In response to Professor Ogletree’s passing, LDF issued the following statement:

“We deeply mourn the loss of Professor Ogletree, a legal luminary who contributed his time and brilliance to so many, including at the Legal Defense Fund,” said LDF President and Director-Counsel, Janai S. Nelson. “He was an outspoken expert and activist on civil rights, especially as it related to public education and capital punishment. Charles Ogletree devoted his life not only to studying the law, but also to strengthening it. From his campus activism to his time as a public defender, from the Boston busing crisis to the Tulsa reparations case, Professor Ogletree was an academic not content to remain in the ivory tower, bridging the gap between theory and practice to the benefit of countless Americans.  His countless accomplishments, contributions to the field of law, and racial justice advocacy will be studied and remembered for decades to come, and his presence will be deeply missed.”

“Professor Ogletree was not only a luminary of the racial justice community, he was also a teacher and a mentor who personally invested in creating a new generation of warriors for justice.

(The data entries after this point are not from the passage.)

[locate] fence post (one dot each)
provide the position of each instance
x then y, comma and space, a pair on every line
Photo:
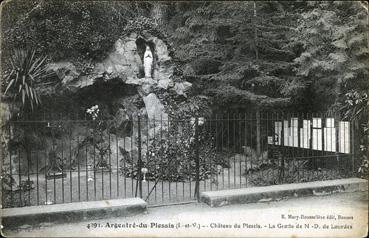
139, 161
258, 143
197, 159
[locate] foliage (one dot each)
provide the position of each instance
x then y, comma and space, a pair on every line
97, 137
26, 72
74, 30
335, 51
173, 158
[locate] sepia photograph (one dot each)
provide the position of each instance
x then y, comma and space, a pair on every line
184, 118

While his loss will be profoundly felt by all those who were fortunate to benefit from his brilliance, warmth, and commitment to bending the moral arc of the universe toward justice, we must aspire to live up to the legacy he created.  I will miss him dearly and will continue to endeavor to honor him in the mission to realize a more just, equal, and perfect union,” said LDF Associate Director-Counsel Tona Boyd.

“For so many lawyers Tree was the gold standard of what we could be as modern civil rights lawyers and scholars. He could do it all, and that made many of us believe that we could as well. Tree also set the standard on mentorship. He was a legend at PDS, at Harvard, and in our profession, but he had time and gave an ear to so many who sought his counsel. His loss feels monumental, but we are so grateful to have had his example and guidance,” said Former LDF President and Director-Counsel Sherrilyn Ifill.

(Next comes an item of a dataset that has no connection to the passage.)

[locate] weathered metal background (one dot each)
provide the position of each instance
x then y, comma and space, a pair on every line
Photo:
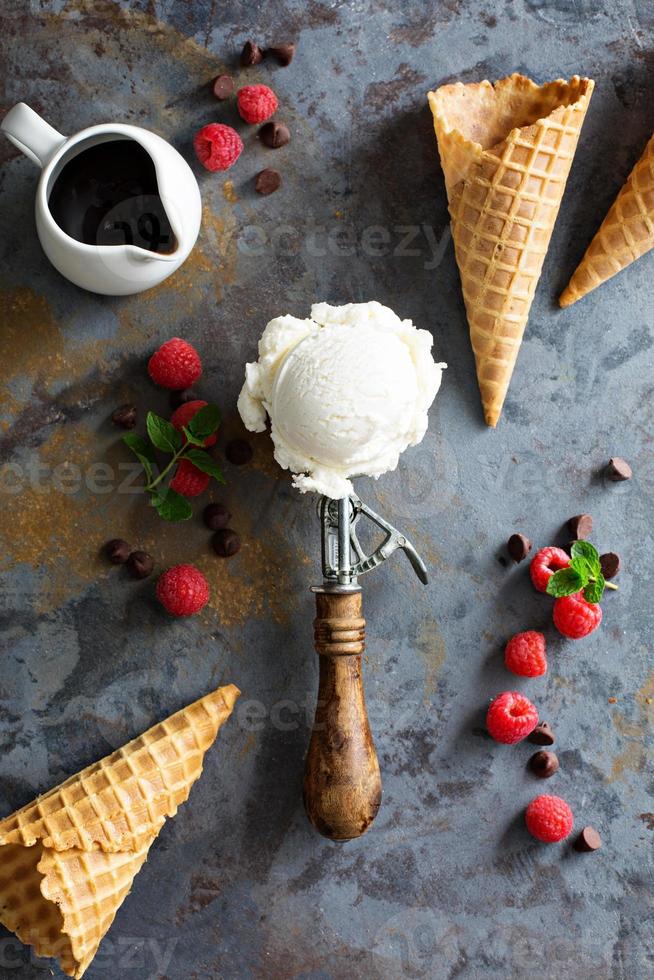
447, 883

“I mourn the passing of my dear friend, my brother in struggle, and my stalwart colleague, Charles Ogletree. I have known “Tree” since our law school days, when he was the president of the National Black American Law Students Association (now BLSA) and I served on its Board,” said Former LDF President and Director-Counsel Ted Shaw. “During that time, Tree led us in opposition to the Bakke case, which was in the Supreme Court. It was apparent then that he was a born leader with a powerful intellect. Tree lived an extraordinary life — D.C. public defender, public intellectual, Harvard Law School professor, teacher of and mentor for generations of lawyers-in-training including Barack and Michelle Obama, attorney for Anita Hill during the Clarence Thomas nomination hearings, attorney for survivors of the Tulsa massacre, advocate for black reparations, LDF Board member, and so much more. We walked a long way through life together. Now he walks with the ancestors. I am diminished by his passing, but I am comforted that peace has come to him.

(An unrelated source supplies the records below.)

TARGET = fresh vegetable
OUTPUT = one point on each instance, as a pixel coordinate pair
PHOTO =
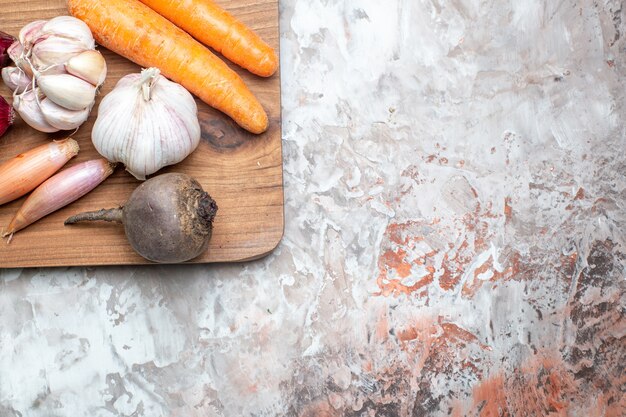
(167, 219)
(146, 122)
(56, 61)
(67, 90)
(6, 40)
(16, 79)
(26, 171)
(60, 117)
(58, 191)
(138, 33)
(215, 27)
(27, 106)
(88, 65)
(6, 115)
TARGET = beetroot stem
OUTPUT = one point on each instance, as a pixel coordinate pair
(107, 215)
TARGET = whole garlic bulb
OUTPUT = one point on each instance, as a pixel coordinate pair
(57, 58)
(146, 122)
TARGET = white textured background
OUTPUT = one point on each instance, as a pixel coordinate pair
(455, 245)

“My thoughts are with Pam, and with Rashida, Charles III and the grandchildren and family. I know that they will be sustained by their memories of Tree as a husband, father, grandfather, and one of our great ones.”

“Charles Ogletree possessed in abundance what is too often in short supply: his humanity was in full bloom. He wore his dedication to his fellow humans as a badge of honor. He was committed to equal justice, fair play, deep compassion, and excellence. Those of us fortunate enough to interact with “Tree” will never forget him. There are some lights that are simply never extinguished. His is one of them,” said Former LDF President and Director-Counsel Elaine Jones.


 Founded in 1940, the Legal Defense Fund (LDF) is the nation’s first civil rights law organization. LDF’s Thurgood Marshall Institute is a multi-disciplinary and collaborative hub within LDF that launches targeted campaigns and undertakes innovative research to shape the civil rights narrative. In media attributions, please refer to us as the Legal Defense Fund or LDF. Please note that LDF has been completely separate from the National Association for the Advancement of Colored People (NAACP) since 1957—although LDF was originally founded by the NAACP and shares its commitment to equal rights.